The approach starts with defining the Wonder as structured content. After identifying all content aspects of a wonder, a schema was created that describes the Wonder details including facts, history, construction information, location, photos, and timeline events.

The Wonder schema

This schema translates to a CMS schema with Sanity.io. Each wonder is a separate document of type wonderous.wonder, created inside the CMS Studio with all the details gathered from the original Wonderous app.

typescript
export const wonder: SchemaTypeDefinition = defineType({
  name: 'wonderous.wonder',
  type: 'document',
  title: 'Wonder',
  fields: [
    defineField({ name: 'identifier', title: 'Identifier', type: 'string' }),
    defineField({ name: 'hexColor', title: 'Hex Color', type: 'string' }),
    defineField({ name: 'title', title: 'Title', type: 'string' }),
    defineField({ name: 'subtitle', title: 'Subtitle', type: 'string' }),
    // ... additional fields for video, dates, photos, etc.
  ],
});

Managing Wonders in the CMS Studio

Wonderous Journey Map

The journey starts with a list of Wonders and navigates into each wonder's details. Routes are defined on the CMS and linked to application routes using GoRouter.

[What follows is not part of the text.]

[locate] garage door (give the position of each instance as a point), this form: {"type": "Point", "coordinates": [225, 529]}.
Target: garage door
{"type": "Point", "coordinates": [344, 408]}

Wonderous Routes on the CMS

All wonders share the same visual structure -- they act as template routes where only the wonder-specific content changes. The Vyuh Framework supports this through CMSRoute (a subclass of GoRoute):

dart
Future<List<RouteBase>> routes() async {
  return [
    CMSRoute(path: '/wonderous'),
    CMSRoute(
      path: '/wonderous/wonder/:wonder([^/]+)',
      routes: [
        StatefulShellRoute.indexedStack(
          branches: [
            StatefulShellBranch(routes: [
              CMSRoute(path: 'details', cmsPathResolver: wonderPathResolver),
            ]),
            StatefulShellBranch(routes: [
              CMSRoute(path: 'events', cmsPathResolver: wonderPathResolver),
            ]),
            StatefulShellBranch(routes: [
              CMSRoute(path: 'photos', cmsPathResolver: wonderPathResolver),
            ]),
          ],
        ),
      ],
    ),
  ];
}

The wonderPathResolver maps dynamic paths like /wonderous/wonder/taj-mahal/details to the CMS path /wonderous/wonder/details for content rendering.

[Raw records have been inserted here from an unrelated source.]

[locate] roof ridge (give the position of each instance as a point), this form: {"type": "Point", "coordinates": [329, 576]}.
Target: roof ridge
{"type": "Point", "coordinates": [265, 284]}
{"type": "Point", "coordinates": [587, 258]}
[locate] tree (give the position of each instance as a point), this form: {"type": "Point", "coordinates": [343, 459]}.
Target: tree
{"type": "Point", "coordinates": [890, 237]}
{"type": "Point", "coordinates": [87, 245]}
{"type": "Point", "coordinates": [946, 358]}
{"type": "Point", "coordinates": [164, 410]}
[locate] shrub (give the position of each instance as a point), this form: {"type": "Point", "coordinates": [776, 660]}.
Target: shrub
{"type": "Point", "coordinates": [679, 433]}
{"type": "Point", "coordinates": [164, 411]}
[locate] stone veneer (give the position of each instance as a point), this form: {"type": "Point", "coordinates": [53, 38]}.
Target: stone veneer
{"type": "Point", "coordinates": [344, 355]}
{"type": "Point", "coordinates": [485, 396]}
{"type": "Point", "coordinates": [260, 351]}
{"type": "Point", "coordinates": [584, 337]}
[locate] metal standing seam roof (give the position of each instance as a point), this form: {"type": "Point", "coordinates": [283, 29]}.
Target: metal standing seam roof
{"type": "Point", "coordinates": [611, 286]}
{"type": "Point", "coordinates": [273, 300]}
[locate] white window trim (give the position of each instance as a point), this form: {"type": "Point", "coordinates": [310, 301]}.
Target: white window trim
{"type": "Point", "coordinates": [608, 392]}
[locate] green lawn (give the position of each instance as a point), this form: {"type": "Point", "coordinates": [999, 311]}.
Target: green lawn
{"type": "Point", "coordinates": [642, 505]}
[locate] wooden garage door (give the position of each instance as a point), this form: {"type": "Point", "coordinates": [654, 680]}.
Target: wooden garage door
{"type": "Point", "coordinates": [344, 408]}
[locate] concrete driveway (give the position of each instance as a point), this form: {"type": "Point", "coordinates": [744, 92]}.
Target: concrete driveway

Linking the wonder cards on the CMS is a matter of locating the card, editing its navigation action, and linking to the wonder details:

Locate the Taj Mahal Card on the CMS

Edit the Navigation action

Link to Taj Mahal details

Rendering Wonder Sections

Page structure of the Details route on the CMS

Each wonder is divided into sections (Hero, Facts & History, Construction, Location Info) as separate Content Blocks. This allows changing their order or adding more content between sections from the CMS.

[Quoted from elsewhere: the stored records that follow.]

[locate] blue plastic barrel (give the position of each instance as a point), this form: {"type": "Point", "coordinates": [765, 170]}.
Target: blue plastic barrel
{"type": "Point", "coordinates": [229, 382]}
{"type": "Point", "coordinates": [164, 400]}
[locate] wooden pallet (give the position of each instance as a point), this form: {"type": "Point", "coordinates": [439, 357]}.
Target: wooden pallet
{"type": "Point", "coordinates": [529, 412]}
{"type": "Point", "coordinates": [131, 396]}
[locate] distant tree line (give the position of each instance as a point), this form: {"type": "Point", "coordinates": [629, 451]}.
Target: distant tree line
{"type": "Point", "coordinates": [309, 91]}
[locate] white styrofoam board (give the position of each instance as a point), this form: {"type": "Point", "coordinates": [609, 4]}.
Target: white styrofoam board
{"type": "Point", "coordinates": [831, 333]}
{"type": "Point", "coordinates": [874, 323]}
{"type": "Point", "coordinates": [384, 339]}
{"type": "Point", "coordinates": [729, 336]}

The WonderSection content item and its layout are defined as a ContentBuilder within the FeatureDescriptor:

dart
final feature = FeatureDescriptor(
  name: 'wonderous',
  title: 'Wonderous',
  description: 'The Wonderous app as a Vyuh Feature',
  icon: Icons.castle_outlined,
  init: () async {
    // Initialize API keys for Unsplash
  },
  routes: routes,
  extensions: [
    ContentExtensionDescriptor(
      contentBuilders: [
        ContentBuilder<WonderSection>(
          content: WonderSection.typeDescriptor,
          defaultLayout: WonderSectionLayout(),
          defaultLayoutDescriptor: WonderSectionLayout.typeDescriptor,
        ),
      ],
    )
  ],
);

The WonderSectionLayout renders each section type appropriately, and a shared Future<Wonder> ensures no duplicate network calls are made when fetching wonder data.

Managing Wonders

Navigating a single wonder in Vyuh

With the CMS-driven approach, adding new wonders is a matter of gathering the visual assets, collecting the facts, creating a wonder document, and publishing. Updates to existing wonders are live to customers in minutes rather than requiring a new app release.

Disclaimer

All assets used in building this version of Wonderous are the property of GSkinner. They are used purely for a technical exploration to demonstrate the abilities of the Vyuh Framework.